Il libro, come ha sottolineato la rivista Arablit, è davvero una chicca: perché si basa, oltre che su due manoscritti incompleti già noti conservati a Madrid e Berlino, su uno nuovo, integro, scoperto dalla curatrice alla British Library. È la prima traduzione in inglese ma non la prima in Europa: segnalato all'inizio del Novecento, e pubblicato in arabo nel 1981, era già stato tradotto in francese nel 1992 e in spagnolo nel 2007.
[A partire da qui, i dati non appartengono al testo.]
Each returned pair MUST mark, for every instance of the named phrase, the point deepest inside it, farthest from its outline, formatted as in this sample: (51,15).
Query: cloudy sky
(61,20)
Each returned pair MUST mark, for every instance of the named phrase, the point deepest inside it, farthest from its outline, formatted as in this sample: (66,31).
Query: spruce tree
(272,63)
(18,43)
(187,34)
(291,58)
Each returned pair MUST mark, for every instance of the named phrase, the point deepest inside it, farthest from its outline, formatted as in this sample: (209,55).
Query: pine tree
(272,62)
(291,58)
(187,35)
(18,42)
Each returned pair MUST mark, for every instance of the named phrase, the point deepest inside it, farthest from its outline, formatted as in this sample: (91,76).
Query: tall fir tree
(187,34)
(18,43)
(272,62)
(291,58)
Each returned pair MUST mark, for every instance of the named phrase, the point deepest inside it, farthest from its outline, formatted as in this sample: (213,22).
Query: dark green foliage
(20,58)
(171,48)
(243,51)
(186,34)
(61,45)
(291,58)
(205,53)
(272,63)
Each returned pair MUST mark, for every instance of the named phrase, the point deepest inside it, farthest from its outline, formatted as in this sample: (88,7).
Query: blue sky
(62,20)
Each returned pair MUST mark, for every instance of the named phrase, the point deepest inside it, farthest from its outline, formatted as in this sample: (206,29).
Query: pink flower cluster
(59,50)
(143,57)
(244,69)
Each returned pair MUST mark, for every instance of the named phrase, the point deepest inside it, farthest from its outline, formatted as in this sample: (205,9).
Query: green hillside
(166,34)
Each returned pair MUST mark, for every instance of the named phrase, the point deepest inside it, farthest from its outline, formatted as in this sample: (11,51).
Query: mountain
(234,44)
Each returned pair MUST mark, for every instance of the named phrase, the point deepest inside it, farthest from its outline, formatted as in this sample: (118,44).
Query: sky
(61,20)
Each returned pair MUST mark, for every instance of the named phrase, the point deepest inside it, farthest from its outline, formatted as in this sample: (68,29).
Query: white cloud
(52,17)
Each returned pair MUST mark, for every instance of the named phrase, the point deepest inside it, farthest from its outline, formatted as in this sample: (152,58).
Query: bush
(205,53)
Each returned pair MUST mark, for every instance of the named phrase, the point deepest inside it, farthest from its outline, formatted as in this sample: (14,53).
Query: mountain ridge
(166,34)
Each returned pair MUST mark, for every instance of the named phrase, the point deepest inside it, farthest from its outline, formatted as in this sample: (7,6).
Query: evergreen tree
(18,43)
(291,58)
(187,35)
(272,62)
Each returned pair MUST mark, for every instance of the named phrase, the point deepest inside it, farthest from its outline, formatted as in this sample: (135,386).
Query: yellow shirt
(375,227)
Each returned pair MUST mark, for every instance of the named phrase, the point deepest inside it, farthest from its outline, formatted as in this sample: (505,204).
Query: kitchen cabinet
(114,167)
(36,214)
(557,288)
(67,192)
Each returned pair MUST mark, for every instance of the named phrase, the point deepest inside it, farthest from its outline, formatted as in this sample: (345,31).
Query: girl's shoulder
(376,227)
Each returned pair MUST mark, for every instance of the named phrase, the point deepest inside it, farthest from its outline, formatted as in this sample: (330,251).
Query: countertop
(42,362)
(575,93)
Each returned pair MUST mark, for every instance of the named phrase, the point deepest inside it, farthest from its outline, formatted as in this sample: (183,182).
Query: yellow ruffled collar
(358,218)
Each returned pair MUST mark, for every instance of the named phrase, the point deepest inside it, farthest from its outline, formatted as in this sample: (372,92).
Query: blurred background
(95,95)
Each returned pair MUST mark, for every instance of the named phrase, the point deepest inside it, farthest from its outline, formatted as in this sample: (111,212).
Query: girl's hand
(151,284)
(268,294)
È facile prevedere però che questa traduzione in inglese, curata da una studiosa molto nota tra i foodblogger americani e accurata al punto da farne una enciclopedia della cucina araba, servirà a dare al “Fidalat” il posto che merita nella storia della cultura e nelle cucine più alla moda. Le appendici contengono un'elenco ragionato e illlustrato di spezie, piante, conserve, metodi di cottura, utensili, forni e fornelli (simili a molte preparazioni di altre epoche storiche e di altre zone del Mediterraneo) che ne fanno un'enciclopedia indispensabile non solo per chi si occupa di cucina, per studio o per passione. Non per niente il volume esce nella prestigiosa collana di Islamic History and Civilization.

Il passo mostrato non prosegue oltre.